Elude Warp When Using Injection Molding

A moment ago we mentioned that fiber- or glass-filled materials strengthen bonds in the materials to help avoid sink. On the downside, if you choose these, you’re more likely to deal with warp. Here’s why: As the part cools, the glass fibers tend to line up in the same direction, creating internal stresses. Also, when you design a part with walls too thin for the target material, it’s likely to curl up like a potato chip. Yum? No. That’s warp and is easily avoided by following the same rules used with sink, namely staying within the general wall thickness guidelines. Parts with internal support structures—gussets to support thin walls or ribbing of large flat surfaces—fare best against warp.

Embrace the Draft

One of the most satisfying things to watch when injection molding parts is when the ejector pins pop the parts out without snagging. You can ensure that happens by adding sufficient draft. There’s a reason why cake pans expand toward the top: It makes it easier for your dessert to come out in one piece. That’s draft, and it’s an important part of any mold design. Vertical walls—the ones with surfaces parallel to the direction of mold operation—should have a minimum draft angle of a 1/2 degree. Want to be really safe? Two degrees is even better and heavily textured surfaces may require five degrees or more to get that satisfying pop-out of your parts. Without proper draft, part ejection becomes difficult if not impossible, and ugly drag or scrape lines may ruin the aesthetics of your parts.

Flash! Read all About It!

You’ve just made the perfect PB&J. You pick it up, hold the bread in your hands, and take a bite, only to watch the best part of the sandwich plop onto your lap, ruining your day. Flash is kind of like that. Another example: Look closely at a rubber O-ring and you’ll see a thin line surrounding it. That extra material, called a parting line is where the two halves of the mold come together to form your part, squashing out onto the periphery. Free-flowing materials often have this issue, and if it’s a concern, you’ll need to trim each part after it has cooled. On parts like this, you’re going to get some flash, but on orthogonal parts, you can be strategic about where your seams are to avoid obvious flash.

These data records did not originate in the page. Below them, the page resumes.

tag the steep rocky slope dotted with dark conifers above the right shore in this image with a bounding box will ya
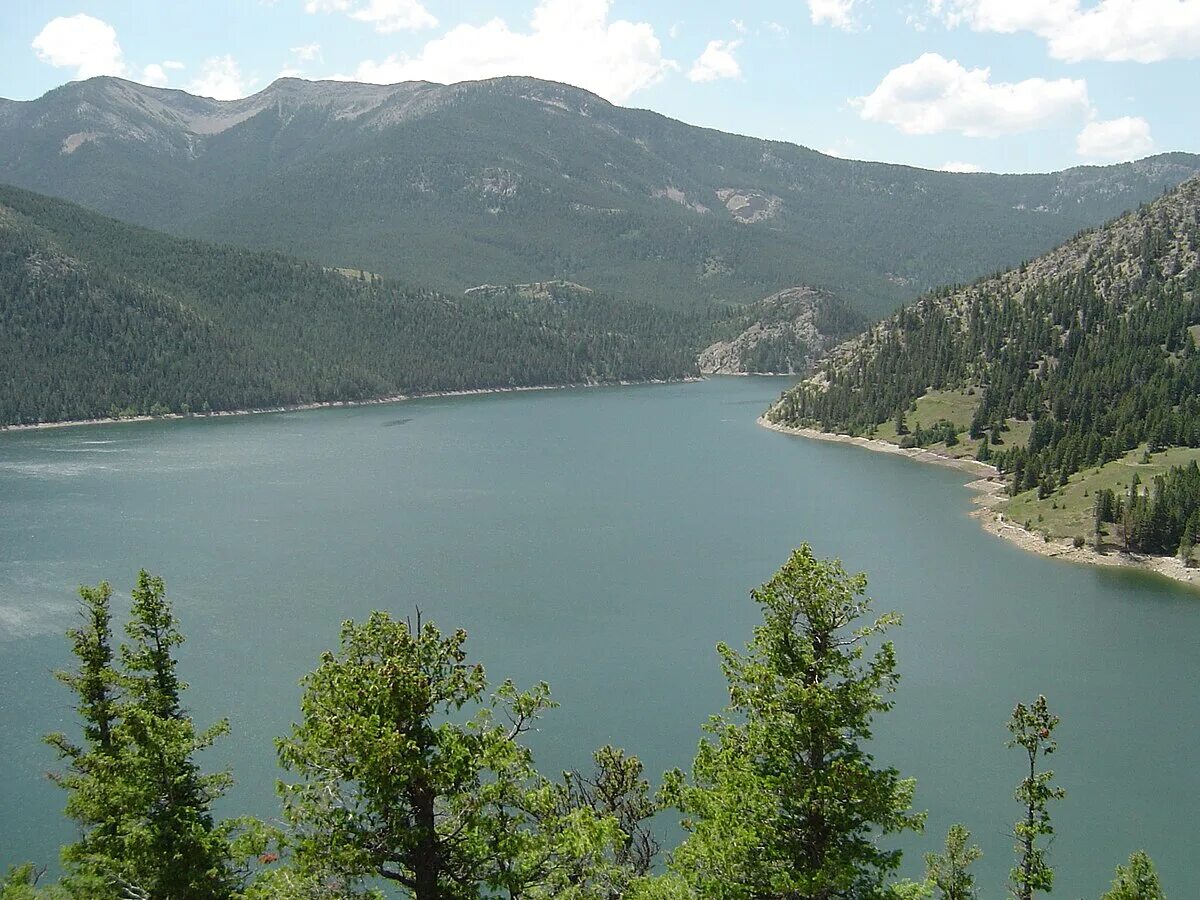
[769,180,1200,525]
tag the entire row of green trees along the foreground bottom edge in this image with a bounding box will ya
[11,561,1163,900]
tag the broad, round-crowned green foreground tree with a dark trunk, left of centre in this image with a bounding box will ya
[278,612,566,900]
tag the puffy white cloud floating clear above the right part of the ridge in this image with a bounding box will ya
[852,53,1090,138]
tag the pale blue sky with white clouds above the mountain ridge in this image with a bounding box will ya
[0,0,1200,172]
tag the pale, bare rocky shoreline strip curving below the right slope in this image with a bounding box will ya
[758,415,1200,588]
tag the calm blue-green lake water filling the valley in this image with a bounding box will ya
[0,378,1200,898]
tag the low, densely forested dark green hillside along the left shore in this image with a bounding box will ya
[0,185,710,424]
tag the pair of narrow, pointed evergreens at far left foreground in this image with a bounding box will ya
[47,571,239,900]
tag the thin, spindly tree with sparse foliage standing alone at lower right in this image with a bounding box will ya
[1008,696,1067,900]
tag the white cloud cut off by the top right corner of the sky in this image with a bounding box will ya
[930,0,1200,62]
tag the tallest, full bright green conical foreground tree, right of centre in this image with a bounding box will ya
[664,545,924,900]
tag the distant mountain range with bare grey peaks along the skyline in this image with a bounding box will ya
[0,77,1200,314]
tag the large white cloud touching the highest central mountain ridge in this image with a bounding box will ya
[343,0,678,103]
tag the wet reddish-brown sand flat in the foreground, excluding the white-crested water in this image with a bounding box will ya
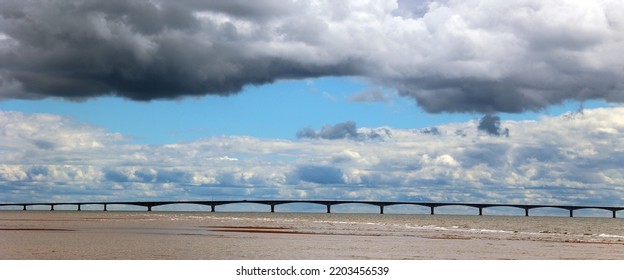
[0,211,624,260]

Avoid Swirling in Injection Molding

No one wants their parts to look like a marble cake. To avoid that, add color to your parts. We stock more than 40 standard colorants which are mixed with natural resin pellets before the molding run. The combination is usually quite close to the target color, but the final product may vary due to the polymer being used, texture and polish of the tool, and swirling during the mixing process. If you want an identical color match on your parts, it’s best to purchase color-matched, pre-compounded resin from an external vendor. We accept most customer-supplied resins sent our way.

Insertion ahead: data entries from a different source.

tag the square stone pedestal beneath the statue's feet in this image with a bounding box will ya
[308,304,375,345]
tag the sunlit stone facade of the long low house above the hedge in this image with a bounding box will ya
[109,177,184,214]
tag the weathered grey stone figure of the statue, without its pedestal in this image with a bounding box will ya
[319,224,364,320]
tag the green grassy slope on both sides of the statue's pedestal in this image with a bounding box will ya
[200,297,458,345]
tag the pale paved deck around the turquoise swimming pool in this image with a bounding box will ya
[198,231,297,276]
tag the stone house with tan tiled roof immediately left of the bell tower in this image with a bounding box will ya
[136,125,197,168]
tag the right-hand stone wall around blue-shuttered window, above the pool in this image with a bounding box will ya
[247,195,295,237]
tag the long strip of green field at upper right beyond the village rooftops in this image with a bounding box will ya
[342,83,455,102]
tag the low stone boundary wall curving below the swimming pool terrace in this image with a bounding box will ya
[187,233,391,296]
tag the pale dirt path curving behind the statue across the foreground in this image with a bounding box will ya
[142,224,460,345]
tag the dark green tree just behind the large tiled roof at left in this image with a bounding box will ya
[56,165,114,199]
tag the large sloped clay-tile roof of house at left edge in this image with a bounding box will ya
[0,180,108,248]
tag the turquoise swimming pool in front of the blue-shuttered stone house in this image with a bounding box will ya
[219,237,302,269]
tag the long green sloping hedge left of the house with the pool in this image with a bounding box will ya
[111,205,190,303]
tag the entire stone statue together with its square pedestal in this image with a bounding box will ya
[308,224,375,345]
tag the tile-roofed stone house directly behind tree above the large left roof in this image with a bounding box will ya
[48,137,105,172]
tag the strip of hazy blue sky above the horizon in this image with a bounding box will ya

Nitpicking About Knit Lines

When two streams of molten plastic meet in a mold, it’s doubtful that they will blend together peacefully. Instead, they are more likely to stay separated with a dividing line between them. You often see them at the edge of a hole or other cored feature. For the most part, knit lines are purely cosmetic, but just like two pieces of wood glued along an edge, that spot could fail if it encounters substantial stress, such as from a screw. In this case, designing a strengthening boss feature around the hole is a good precaution, or just skip the hole entirely and drill it afterwards.